Photo Credit-Chris Hyde, Getty Images

In order for a live dog to win in boxing, they must be mean and nasty and willing to win at any cost. 

On Sunday afternoon in Brisbane, Australia, Jeff Horn (17-0-1 11 KO) was a junk yard dog in defeating future Hall of Famer Manny Pacquiao (59-7-2, 38 KOs), by unanimous decision, 115-113 X2 and a What The Hell Fight Were You Watching score of 117-111. 

The new champion brought the fight to the Pac Man early and often showing no respect for his elder. Horn is awkward and it took Pacquiao a few rounds to get his timing down. 

In the 3rd, Pacquiao began to find his range but Horn made all of the ensuing rounds close with his awkward aggressiveness. Horn would hold and hit anything he could while in the clinch. 

Horn was visibly the bigger man and used his length well when he had to. He looked to rough up Pacquiao on the ropes every chance he got and obliged the former WBO champion in toe to toe exchanges.  

Pacquiao got cut on both sides of his hairline from head butts and returned the favor by brusing, swelling, and bloodying Horn’s face. 

Pacquiao had arguably his best round in the 9th where he pummeled Horn from pillar to post in true Pacquiao fashion. In between rounds, the referee told Horn and his corner that he would give Horn an opportunity to show something in the next round or he would stop the fight. 

The 38 year old Pacquiao was visibly weary in the tenth from his ninth round effort allowing Horn to work his way back into the good graces of the referee over the next two rounds. 

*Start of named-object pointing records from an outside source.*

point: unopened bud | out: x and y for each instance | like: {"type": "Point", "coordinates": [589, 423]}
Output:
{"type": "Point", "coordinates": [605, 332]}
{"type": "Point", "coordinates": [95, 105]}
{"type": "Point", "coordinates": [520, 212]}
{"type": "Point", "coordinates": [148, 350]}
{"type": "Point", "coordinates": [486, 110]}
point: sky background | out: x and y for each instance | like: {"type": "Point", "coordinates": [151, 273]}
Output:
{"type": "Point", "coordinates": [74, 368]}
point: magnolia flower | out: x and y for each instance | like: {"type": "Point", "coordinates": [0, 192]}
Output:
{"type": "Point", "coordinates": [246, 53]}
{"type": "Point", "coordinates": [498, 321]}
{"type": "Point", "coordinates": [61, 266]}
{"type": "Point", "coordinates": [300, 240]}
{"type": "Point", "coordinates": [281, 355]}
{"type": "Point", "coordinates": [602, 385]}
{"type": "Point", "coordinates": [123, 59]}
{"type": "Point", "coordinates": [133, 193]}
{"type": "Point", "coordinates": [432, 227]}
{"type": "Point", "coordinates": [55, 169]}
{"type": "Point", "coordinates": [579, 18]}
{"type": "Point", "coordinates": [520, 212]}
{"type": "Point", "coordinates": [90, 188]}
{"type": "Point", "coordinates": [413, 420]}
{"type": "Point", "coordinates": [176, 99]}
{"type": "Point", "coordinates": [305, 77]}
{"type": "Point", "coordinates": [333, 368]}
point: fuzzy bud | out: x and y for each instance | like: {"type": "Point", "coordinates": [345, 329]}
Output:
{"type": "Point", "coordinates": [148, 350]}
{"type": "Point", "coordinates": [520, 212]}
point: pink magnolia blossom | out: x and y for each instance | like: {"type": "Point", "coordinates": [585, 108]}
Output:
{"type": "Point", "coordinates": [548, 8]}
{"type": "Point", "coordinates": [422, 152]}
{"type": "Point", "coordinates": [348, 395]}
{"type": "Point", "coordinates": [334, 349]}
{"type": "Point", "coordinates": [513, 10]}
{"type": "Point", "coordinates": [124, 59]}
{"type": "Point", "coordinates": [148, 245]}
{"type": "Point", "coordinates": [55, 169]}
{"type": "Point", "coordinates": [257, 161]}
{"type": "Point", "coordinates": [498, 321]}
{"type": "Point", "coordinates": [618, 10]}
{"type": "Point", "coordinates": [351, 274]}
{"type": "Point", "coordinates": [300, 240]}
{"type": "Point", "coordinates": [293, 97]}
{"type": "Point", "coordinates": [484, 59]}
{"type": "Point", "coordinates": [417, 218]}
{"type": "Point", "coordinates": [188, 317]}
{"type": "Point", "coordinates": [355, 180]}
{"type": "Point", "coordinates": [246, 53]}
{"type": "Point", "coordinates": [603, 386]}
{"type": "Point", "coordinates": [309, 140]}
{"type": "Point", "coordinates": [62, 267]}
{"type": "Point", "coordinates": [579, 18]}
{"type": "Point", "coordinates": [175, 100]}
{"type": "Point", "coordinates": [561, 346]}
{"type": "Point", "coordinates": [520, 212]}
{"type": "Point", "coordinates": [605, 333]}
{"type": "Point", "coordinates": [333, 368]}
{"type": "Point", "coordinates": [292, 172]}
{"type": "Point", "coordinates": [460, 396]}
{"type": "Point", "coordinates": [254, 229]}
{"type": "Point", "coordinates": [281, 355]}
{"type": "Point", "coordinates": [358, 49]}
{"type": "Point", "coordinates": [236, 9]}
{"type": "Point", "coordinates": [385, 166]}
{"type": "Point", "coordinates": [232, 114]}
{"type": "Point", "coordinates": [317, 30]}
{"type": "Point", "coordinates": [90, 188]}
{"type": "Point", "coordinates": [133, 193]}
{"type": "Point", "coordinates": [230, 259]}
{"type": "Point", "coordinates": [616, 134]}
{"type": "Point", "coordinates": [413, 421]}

There was a bit of controversy after the scores were read and for good reason. Pacquiao outlanded Horn and arguably could have had at least one 10-8 round. Horn was aggressive but most of the effort wasn’t effective aggression which boxing is scored on.  

Horn was rough and tough, landed some good punches but again, questionable if it was enough to take the title. 

Maybe it was that he did better than most would have thought, outperformed expectations? The judges probably scored the close rounds for Horn because a less than dominating Pacquiao made it seem so. 

Standing-8 didn’t score the fight, but although very close, believed Pacquiao had done enough to retain his title. We’re going to have to go back and score this one, update to follow. 

It wasn’t a robbery, close yes, but the 117-111 score notwithstanding, the 115-113 scores for Horn (or had it gone the other way for that matter) were not outrageous in a fight with very close rounds. 

The word “robbery” once again rears its ugly head in the squared circle. A shame really after a competitive, tough, close fight.